Dzieje się! W Poznaniu goście z Belgii gwałcą pozostałe na chodzie resztki Lecha, a zgromadzona na trybunach wiara deklaruje zgwałconym miłość i przywiązanie, miast "mamy k..wa dosyć" podczas palenia trybun wołać. Ślepa miłość - jedynie to ratuje polski futbol, bo jakakolwiek logika nakazuje nań splunąć, odwrócić się na pięcie i zapomnieć. Lech w zderzeniu z niezłym średniakiem Jupiler Pro League przypieczętował pewność, że porażki z Legią w Superpucharze i przede wszystkim z Cracovią w E-klapie nie były kwestią przypadku, lecz najprawdopodobniej niewłaściwego przygotowania zespołu do sezonu. Plaga kontuzji, nie do końca trafione transfery, złe ustawienie wyjściowej jedenastki, faworyzowanie czy negowanie poszczególnych piłkarzy - wszystko bardzo źle świadczy o kondycji Kolejorza w sezonie po zdobyciu "majstra". Ale taka Legia po pierwszych dwóch minutach na Easter Road Stadium w Edynburgu mogła (i powinna) przegrywać trzema, czterema golami. To delikatna przesada, niemniej notoryczne "spóźnianie się" Legii na mecz doprowadza do szewskiej pasji, tym bardziej, że urozmaicane jest festiwalem nieudolnych zagrań niemal wszystkich jej piłkarzy. Kapuadi i (nadzieja polskiej defensywy) Ziółkowski usiłowali udowodnić, że nie ma na murawie takiego miejsca i takiej sytuacji, by nie można było czegoś spieprzyć. Chwalić Pana Boga, poza "kick & rush" w Szkocji nic innego nie grają i Legia ma te 3 punkty, a mogła mieć więcej gdyby nie notoryczna nonszal...tfu! - niechlujstwo i chaos. Jaga nie trafiła na młodych Shaqirich, Xhakich czy Mucich i gładko wygrała, natomiast Raków ponoć kopał się po czole i mimo obecności na murawie kuzynka Erlinga Haalanda i wracającego po kolejnej przerwie Iviego wsadził nołnejmom z Bułgarii tylko jedna bramkę, a powinien ze trzy, cztery razy więcej.

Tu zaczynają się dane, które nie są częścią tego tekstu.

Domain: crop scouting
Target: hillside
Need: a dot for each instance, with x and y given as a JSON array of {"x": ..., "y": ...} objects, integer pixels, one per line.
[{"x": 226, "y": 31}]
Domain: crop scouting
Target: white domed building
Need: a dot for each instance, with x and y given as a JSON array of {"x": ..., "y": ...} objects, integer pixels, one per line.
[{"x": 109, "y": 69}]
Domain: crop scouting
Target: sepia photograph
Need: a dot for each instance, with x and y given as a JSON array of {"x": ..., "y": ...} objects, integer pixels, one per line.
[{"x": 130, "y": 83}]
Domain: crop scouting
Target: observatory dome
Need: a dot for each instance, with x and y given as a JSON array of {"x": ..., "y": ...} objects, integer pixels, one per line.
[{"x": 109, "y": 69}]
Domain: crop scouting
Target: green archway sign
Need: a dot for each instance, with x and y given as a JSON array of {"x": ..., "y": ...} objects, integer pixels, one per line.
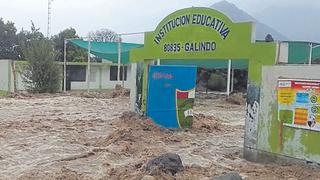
[{"x": 206, "y": 34}]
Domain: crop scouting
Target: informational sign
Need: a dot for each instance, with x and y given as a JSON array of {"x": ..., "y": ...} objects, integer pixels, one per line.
[
  {"x": 299, "y": 103},
  {"x": 171, "y": 94}
]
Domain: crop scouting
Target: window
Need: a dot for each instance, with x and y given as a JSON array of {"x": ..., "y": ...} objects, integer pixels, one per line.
[
  {"x": 76, "y": 73},
  {"x": 93, "y": 76},
  {"x": 114, "y": 73}
]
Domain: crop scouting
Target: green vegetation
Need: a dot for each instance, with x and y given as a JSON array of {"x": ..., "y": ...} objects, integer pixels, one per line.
[
  {"x": 41, "y": 74},
  {"x": 4, "y": 93}
]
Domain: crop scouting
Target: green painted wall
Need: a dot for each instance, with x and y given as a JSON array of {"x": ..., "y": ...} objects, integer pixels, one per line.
[
  {"x": 299, "y": 52},
  {"x": 238, "y": 45},
  {"x": 272, "y": 135}
]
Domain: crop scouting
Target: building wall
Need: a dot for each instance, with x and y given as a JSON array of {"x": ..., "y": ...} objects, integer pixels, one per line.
[
  {"x": 296, "y": 143},
  {"x": 283, "y": 52},
  {"x": 100, "y": 79}
]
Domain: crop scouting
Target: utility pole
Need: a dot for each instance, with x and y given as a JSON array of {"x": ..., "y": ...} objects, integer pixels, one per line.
[{"x": 49, "y": 19}]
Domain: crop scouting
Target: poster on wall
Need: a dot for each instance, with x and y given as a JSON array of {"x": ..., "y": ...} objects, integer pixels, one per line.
[
  {"x": 171, "y": 94},
  {"x": 299, "y": 103}
]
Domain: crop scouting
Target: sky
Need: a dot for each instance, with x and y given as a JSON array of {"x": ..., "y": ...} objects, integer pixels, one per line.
[{"x": 121, "y": 16}]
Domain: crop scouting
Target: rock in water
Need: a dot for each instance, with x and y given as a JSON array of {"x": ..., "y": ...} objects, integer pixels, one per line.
[
  {"x": 167, "y": 163},
  {"x": 229, "y": 176}
]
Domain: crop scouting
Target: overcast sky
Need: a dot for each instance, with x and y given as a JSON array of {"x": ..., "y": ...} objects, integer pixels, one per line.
[{"x": 118, "y": 15}]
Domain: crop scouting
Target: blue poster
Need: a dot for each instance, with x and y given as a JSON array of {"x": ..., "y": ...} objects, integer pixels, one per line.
[{"x": 171, "y": 94}]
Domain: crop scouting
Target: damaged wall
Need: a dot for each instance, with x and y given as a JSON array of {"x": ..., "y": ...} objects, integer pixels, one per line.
[{"x": 291, "y": 142}]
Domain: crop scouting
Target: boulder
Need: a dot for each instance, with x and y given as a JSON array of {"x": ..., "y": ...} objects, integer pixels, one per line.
[
  {"x": 168, "y": 163},
  {"x": 229, "y": 176}
]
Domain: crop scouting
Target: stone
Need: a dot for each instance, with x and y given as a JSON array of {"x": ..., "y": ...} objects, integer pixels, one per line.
[
  {"x": 229, "y": 176},
  {"x": 168, "y": 163},
  {"x": 148, "y": 177}
]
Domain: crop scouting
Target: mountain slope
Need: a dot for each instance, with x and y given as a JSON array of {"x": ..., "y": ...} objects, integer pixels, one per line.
[
  {"x": 299, "y": 23},
  {"x": 237, "y": 15}
]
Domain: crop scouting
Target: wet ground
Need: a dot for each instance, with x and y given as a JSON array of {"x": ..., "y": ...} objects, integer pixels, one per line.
[{"x": 95, "y": 137}]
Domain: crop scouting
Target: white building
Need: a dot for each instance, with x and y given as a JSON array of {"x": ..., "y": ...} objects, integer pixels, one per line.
[{"x": 102, "y": 76}]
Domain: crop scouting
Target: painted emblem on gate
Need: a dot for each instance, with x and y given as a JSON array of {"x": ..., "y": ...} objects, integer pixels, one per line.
[{"x": 184, "y": 107}]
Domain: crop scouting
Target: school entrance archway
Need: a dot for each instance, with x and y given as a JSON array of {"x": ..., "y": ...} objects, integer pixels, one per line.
[{"x": 206, "y": 34}]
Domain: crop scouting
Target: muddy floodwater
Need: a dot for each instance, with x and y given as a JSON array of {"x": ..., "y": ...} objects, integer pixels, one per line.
[{"x": 71, "y": 136}]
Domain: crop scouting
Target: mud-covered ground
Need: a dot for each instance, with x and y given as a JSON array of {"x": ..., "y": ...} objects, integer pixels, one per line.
[{"x": 95, "y": 137}]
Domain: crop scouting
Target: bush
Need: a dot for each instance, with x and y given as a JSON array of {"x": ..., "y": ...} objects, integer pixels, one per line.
[
  {"x": 217, "y": 82},
  {"x": 42, "y": 74}
]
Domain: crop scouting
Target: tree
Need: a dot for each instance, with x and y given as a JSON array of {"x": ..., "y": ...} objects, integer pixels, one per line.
[
  {"x": 8, "y": 40},
  {"x": 74, "y": 53},
  {"x": 269, "y": 38},
  {"x": 104, "y": 35},
  {"x": 24, "y": 38},
  {"x": 41, "y": 74}
]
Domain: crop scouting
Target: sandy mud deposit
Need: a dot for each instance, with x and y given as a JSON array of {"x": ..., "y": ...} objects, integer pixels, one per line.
[{"x": 95, "y": 137}]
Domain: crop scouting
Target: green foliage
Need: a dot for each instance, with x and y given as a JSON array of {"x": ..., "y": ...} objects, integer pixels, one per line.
[
  {"x": 104, "y": 35},
  {"x": 217, "y": 82},
  {"x": 42, "y": 73},
  {"x": 8, "y": 40},
  {"x": 75, "y": 54},
  {"x": 25, "y": 37},
  {"x": 4, "y": 93}
]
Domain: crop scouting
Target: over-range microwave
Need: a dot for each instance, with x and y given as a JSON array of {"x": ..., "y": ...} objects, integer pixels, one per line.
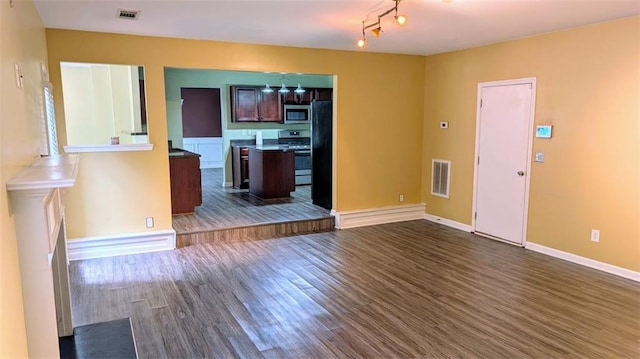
[{"x": 297, "y": 114}]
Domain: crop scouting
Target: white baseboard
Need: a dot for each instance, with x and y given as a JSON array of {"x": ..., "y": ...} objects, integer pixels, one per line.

Twarzą poprzedniej Kolejki zostaje Jesus Imaz, zdobywca bramki nr 100 w meczach Ekstraklasy. Kolejny "stary, ale jary".
Co my tu mamy w tej Kolejce poza kastracją meczy pucharowiczów? Nasza reprezentacyjna czwórka sposobi się do grupowego uczestnictwa w LK i dlatego z terminarza wyskakują dwa mecze - hity (kity?) z udziałem tych drużyn. Poza tym - w piątek Radomiak gości Niecieczę, w następnym meczu Widzew sprawdzi jak głęboko zatonęła Pogoń, którą na domiar złego opuszcza snajper Koulouris. Sobota to mecz Korony z Motorem i (pseudo) derby Górnika z GKS Katowice. W niedzielę Piast podejmuje Cracovie, a w Gdańsku (nadbałtycka "święta wojna") Lechia spróbuje zdobyć komplet punktów w meczu z rywalem z Gdyni. W poniedziałek Wisła po meczu z Zagłębiem może umocnić się na pozycji lidera Ekstraklasy.
Zestaw Par VI Kolejki Ekstraklasy
Radomiak - Bruk-Bet Nieciecza
Widzew - Pogoń
Raków - Lech przełożony
Korona - Motor
Górnik - GKS
Piast - Cracovia
Lechia - Arka
Legia - Jagiellonia przełożony
Wisła - Zagłębie
SZANOWNA MODERACJĘ jak zwykle pozdrawiam niezwykle serdecznie i uprzejmie proszę o Ekstraklasę i SG.
Wszystkich Tutejszych fanatyków gonitw za świńskim pęcherzem wzajemnie kopiących się debili pozdrawiam równie serdecznie i życzę kilku ładnych bramek, bo ładnej gry to u nas nijak nie widać.